Joseph Farbrook is an installation, digital ,and video artist who has exhibited extensively across the United States. Recent exhibitions include a solo feature at the University of Texas Arlington and group shows at PH21 Gallery in Barcelona, Athens Institute for Contemporary Art, dual shows at Holy Art Gallery in London and Athens, Strata Gallery in Santa Fe, and Loosenart Gallery Millepiani Exhibition Space in Rome. Joseph has received several grants from the University of Arizona and University of Colorado as well as completed a residency at Anderson Ranch Arts Center in Snowmass, Colorado. He has been published by the Boston Globe, Berkshire Fine Arts, The New Mexican, and LoosenArt.



For the purpose of the article we will be focusing on Joseph’s video art. Although an eclectic artist, one could argue Joseph’s most visually and narratively impacting works are his video installations, short films, and video sculptures. In the filmwork, there tends to be apocalyptic imagery and audio in the forms of desolate, barren landscapes with ambiguous figures scanning the emptiness of the horizon with the occasional blinding light reminiscent of an atomic blast. A recurring theme in the videos would be our collective psyche, perceptions, and the penetration, as well as infiltration, of environments. 



Whether broadcasted against the four walls of a gallery, presented on digital platforms such as Youtube, or inserted inside an installation, every one of Joseph’s video works remains humanistically poignant. Each piece takes us on a journey with striking audio such as stunning and haunting winds or digitally-enhanced sounds reminiscent of explosions and motion. Essentially figurative, these subjects within the films dance, run, walk, and engage their surroundings as if being unwatched. The environments remain an integrable part of Joseph’s concepts as they depict rapidly changing scenery and improvised sets which contradict the action of the figures such as dancing in a graveyard and construction site. 

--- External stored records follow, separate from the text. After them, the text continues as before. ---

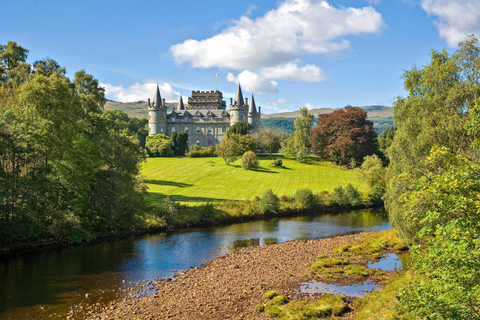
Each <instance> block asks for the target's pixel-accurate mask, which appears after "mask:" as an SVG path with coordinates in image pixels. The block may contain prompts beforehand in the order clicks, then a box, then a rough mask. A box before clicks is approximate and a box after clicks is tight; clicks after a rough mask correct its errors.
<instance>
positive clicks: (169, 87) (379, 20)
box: [0, 0, 480, 113]
mask: <svg viewBox="0 0 480 320" xmlns="http://www.w3.org/2000/svg"><path fill="white" fill-rule="evenodd" d="M0 7H1V11H2V19H0V44H6V43H7V42H8V41H15V42H17V43H18V44H19V45H21V46H22V47H24V48H26V49H28V50H29V55H28V60H27V62H30V63H33V62H34V61H36V60H38V59H42V58H47V57H49V58H51V59H54V60H56V61H57V62H59V64H60V65H62V66H64V67H65V68H66V69H67V76H69V77H73V76H74V74H75V72H76V71H78V70H81V69H84V70H85V71H86V72H87V73H90V74H92V75H93V76H94V77H95V78H96V79H98V81H99V82H100V84H101V86H102V87H104V88H105V90H106V96H107V98H109V99H112V100H117V101H122V102H130V101H138V100H146V99H147V98H151V99H153V95H154V92H155V87H156V84H158V85H159V86H160V90H161V94H162V97H163V98H165V99H166V100H167V101H178V98H179V95H180V94H182V95H183V96H184V97H188V96H190V95H191V91H192V90H215V89H218V90H220V91H222V92H223V93H224V97H225V100H226V101H229V99H228V98H230V97H234V94H235V92H236V90H237V86H238V83H240V84H241V86H242V89H243V94H244V96H245V97H250V95H251V94H252V93H253V94H254V95H255V101H256V103H257V106H262V112H264V113H276V112H285V111H293V110H298V109H299V108H300V107H303V106H305V107H307V108H309V109H312V108H321V107H324V108H341V107H344V106H346V105H353V106H367V105H386V106H391V105H392V103H393V101H394V100H395V98H396V97H398V96H401V95H405V92H404V90H403V81H402V74H403V73H404V72H405V70H409V69H411V68H412V67H413V66H414V65H417V66H423V65H425V64H427V63H428V61H429V59H430V54H431V50H442V49H447V50H448V51H449V52H453V51H454V50H455V49H456V47H457V44H458V42H459V41H462V40H463V39H464V38H465V36H466V35H467V34H475V35H476V36H477V37H480V1H479V0H328V1H323V0H261V1H260V0H208V1H198V0H175V1H170V0H156V1H155V0H137V1H124V0H116V1H108V0H104V1H98V0H94V1H91V0H82V1H54V0H41V1H40V0H38V1H34V0H22V1H18V0H1V5H0ZM217 74H218V76H217Z"/></svg>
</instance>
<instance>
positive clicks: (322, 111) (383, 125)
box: [260, 106, 393, 133]
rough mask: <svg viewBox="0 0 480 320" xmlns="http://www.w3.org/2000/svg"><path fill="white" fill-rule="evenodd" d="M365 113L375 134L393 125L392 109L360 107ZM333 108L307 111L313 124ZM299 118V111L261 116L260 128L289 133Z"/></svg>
mask: <svg viewBox="0 0 480 320" xmlns="http://www.w3.org/2000/svg"><path fill="white" fill-rule="evenodd" d="M360 108H362V109H363V110H364V111H366V112H367V117H368V119H369V120H370V121H372V122H373V125H374V127H375V130H376V131H377V133H379V132H381V131H382V130H383V129H384V128H385V127H389V126H392V125H393V113H392V108H390V107H386V106H364V107H360ZM335 110H336V109H333V108H318V109H312V110H309V112H310V113H311V114H313V115H315V122H316V121H317V115H319V114H321V113H330V112H333V111H335ZM299 116H300V110H297V111H291V112H282V113H273V114H262V118H261V119H260V125H261V126H262V128H272V129H278V130H280V131H283V132H288V133H291V132H292V131H293V128H294V126H293V122H294V121H295V118H296V117H299Z"/></svg>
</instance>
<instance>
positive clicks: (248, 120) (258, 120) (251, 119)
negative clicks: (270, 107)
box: [248, 93, 260, 131]
mask: <svg viewBox="0 0 480 320" xmlns="http://www.w3.org/2000/svg"><path fill="white" fill-rule="evenodd" d="M248 127H249V129H250V130H251V131H257V130H258V129H259V128H260V112H257V106H256V105H255V99H254V98H253V93H252V98H251V99H250V106H249V107H248Z"/></svg>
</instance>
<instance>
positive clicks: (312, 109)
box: [302, 102, 323, 110]
mask: <svg viewBox="0 0 480 320" xmlns="http://www.w3.org/2000/svg"><path fill="white" fill-rule="evenodd" d="M302 107H304V108H307V109H308V110H313V109H320V108H323V107H322V106H315V105H313V104H311V103H308V102H307V103H304V104H303V106H302Z"/></svg>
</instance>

Guerrilla Dancer (pictured above) remains Joseph’s most dynamic work. The piece involves model Micaela Gardner frolicking across contradictory landscapes in the middle of a desolate highway, a barren dune, a dark forest, a shopping mall, a graveyard, a public park, and a construction site. Her dancing moves become carefully edited and choreographed to continuously flow from one location to another. There remains no music as she dances to the sound of howling winds with her white coat outfit offering a stark contrast against these barren and unbefitting environments. Micaela infiltrates these settings in a manner in which she poses great risk to herself by drawing attention to what could perhaps be interpreted as an inappropriate action depending on the point of view of the audience. 




Joseph Farbrook explores the social and psychological impact of altering and interacting with environments through actions which could be described as conceptually contradictory based on suitability. His video art appears passionately constructed as if trying to have the viewer question the purpose of the figures in relation to their settings. By using selective areas for filming, Joseph creates an improvised set which conveys his concepts through human physical actions and attributes in relation and contrast to the environments. Stunning and psychologically thrilling, Joseph’s video work exemplifies innovation with minimal and economical application.